New York will become the sixth and most populous US state to allow gay marriage. State senators voted 33-29 to approve marriage equality legislation introduced by Governor Andrew Cuomo, a Democrat in his first year of office.

"New York has finally torn down the barrier that prevented same-sex couples from exercising the freedom to marry and from receiving the fundamental protections that so many couples and families take for granted," Cuomo said in a statement.

After Cuomo signs the bill into law, same-sex weddings can start taking place in New York in 30 days, though religious institutions and nonprofit groups with religious affiliations will not be compelled to officiate at such ceremonies.

"I have to define doing the right thing as treating all persons with equality and that equality includes within the definition of marriage," said Republican Senator Stephen Saland, speaking before the bill was passed.

Cheers erupted in the Senate gallery in the state capital Albany and among a crowd of several hundred people who gathered outside New York City's Stonewall Inn, where riots following a police raid in 1969 sparked the modern gay rights movement.

"It's about time. I want to get married. I want the same rights as anyone else," Caroline Jaeger, 36, a student, who was outside the Stonewall Inn.

But New York's Catholic bishops said they were "deeply disappointed and troubled" by the passage of the bill.

"We always treat our homosexual brothers and sisters with respect, dignity and love. But we just as strongly affirm that marriage is the joining of one man and one woman," the New York State Catholic Conference said in a statement.

New York City Mayor Michael Bloomberg, an advocate for gay marriage who lobbied state lawmakers in recent weeks, said the vote was an "historic triumph for equality and freedom."
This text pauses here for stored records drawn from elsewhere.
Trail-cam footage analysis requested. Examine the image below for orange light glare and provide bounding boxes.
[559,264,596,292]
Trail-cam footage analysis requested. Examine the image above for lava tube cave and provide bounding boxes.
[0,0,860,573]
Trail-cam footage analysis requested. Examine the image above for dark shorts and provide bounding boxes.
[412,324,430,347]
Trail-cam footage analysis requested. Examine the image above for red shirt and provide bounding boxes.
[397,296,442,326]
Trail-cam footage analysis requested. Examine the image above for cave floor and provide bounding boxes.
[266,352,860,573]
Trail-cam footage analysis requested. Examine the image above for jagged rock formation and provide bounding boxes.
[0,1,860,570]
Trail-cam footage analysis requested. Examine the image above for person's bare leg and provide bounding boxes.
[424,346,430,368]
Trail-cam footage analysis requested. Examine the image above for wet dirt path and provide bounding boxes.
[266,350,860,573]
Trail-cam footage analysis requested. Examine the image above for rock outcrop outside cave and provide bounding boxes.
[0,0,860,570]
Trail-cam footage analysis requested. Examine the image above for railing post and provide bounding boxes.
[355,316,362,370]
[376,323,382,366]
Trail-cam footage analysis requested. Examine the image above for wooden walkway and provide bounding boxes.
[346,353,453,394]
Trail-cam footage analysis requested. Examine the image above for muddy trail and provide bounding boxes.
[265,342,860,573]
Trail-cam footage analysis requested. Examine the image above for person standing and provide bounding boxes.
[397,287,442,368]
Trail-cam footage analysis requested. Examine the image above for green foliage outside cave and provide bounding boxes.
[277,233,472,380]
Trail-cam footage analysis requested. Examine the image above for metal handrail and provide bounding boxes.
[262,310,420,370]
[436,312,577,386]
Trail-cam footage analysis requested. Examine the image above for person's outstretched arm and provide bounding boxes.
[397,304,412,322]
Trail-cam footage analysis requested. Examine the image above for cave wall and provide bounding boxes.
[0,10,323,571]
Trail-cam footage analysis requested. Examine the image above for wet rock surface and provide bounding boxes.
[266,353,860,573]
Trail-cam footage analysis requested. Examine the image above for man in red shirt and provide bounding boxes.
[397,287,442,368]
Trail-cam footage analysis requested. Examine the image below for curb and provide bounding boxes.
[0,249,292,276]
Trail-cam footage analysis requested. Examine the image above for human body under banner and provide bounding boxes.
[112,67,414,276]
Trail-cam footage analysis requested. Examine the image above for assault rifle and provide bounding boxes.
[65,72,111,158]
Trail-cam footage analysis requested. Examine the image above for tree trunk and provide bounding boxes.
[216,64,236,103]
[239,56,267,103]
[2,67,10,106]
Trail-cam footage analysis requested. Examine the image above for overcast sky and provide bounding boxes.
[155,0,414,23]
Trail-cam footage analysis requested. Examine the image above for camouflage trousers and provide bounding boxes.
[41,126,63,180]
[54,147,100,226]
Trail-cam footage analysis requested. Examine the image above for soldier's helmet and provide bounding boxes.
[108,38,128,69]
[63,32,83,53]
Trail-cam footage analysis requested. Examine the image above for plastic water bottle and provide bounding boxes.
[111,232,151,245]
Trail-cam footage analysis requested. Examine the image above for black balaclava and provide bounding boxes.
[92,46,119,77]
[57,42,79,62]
"Together, we have taken the next big step on our national journey toward a more perfect union," he said in a statement.

Election issue

President Barack Obama, who attended a fundraiser in New York on Thursday for Gay Pride Week, has a nuanced stance on gay issues. Experts say he could risk alienating large portions of the electorate if he came out strongly in favor of such matters as gay marriage before the 2012 elections.

During the 2008 election Obama picked up important support from Evangelicals, Catholics, Latinos and African-Americans, some of whom oppose gay marriage, which has become a contentious social issue being fought state-by-state.

In California a judge last year overturned a ban on gay marriage, but no weddings can take place while the decision is being appealed. It could set national policy if the case reaches the US Supreme Court.

Connecticut, Iowa, Massachusetts, New Hampshire, Vermont and the District of Columbia allow same-sex marriage, and Delaware, Hawaii, Illinois and New Jersey approved civil unions. The first legal same-sex marriages in the United States took place in Massachusetts in 2004.

But gay marriage is banned in 39 states.

In New York a recent Siena poll found 58 per cent of New Yorkers support gay marriage, while nationally the US public is nearly evenly split, with 45 percent in favor and 46 percent opposed, according to a Pew Research poll released last month.

New York's Democrat-dominated Assembly voted 80-63 in favor of gay marriage last week and passed the amended legislation on Friday 82-47.

A key sticking point had been over an exemption that would allow religious officials to refuse to perform services or lend space for same-sex weddings. Most Republicans were concerned the legal protection was not strong enough, so legislative leaders worked with Cuomo to amend his original bill.

"God, not Albany, settled the definition of marriage a long time ago," said Senator Ruben Diaz Sr, a Pentecostal minister and the only Democrat to vote against the measure.

However, fears of a slew of litigation arising from a possible religious exemption to New York's proposed same-sex marriage law are not borne out by experience with similar laws in other states, legal experts say.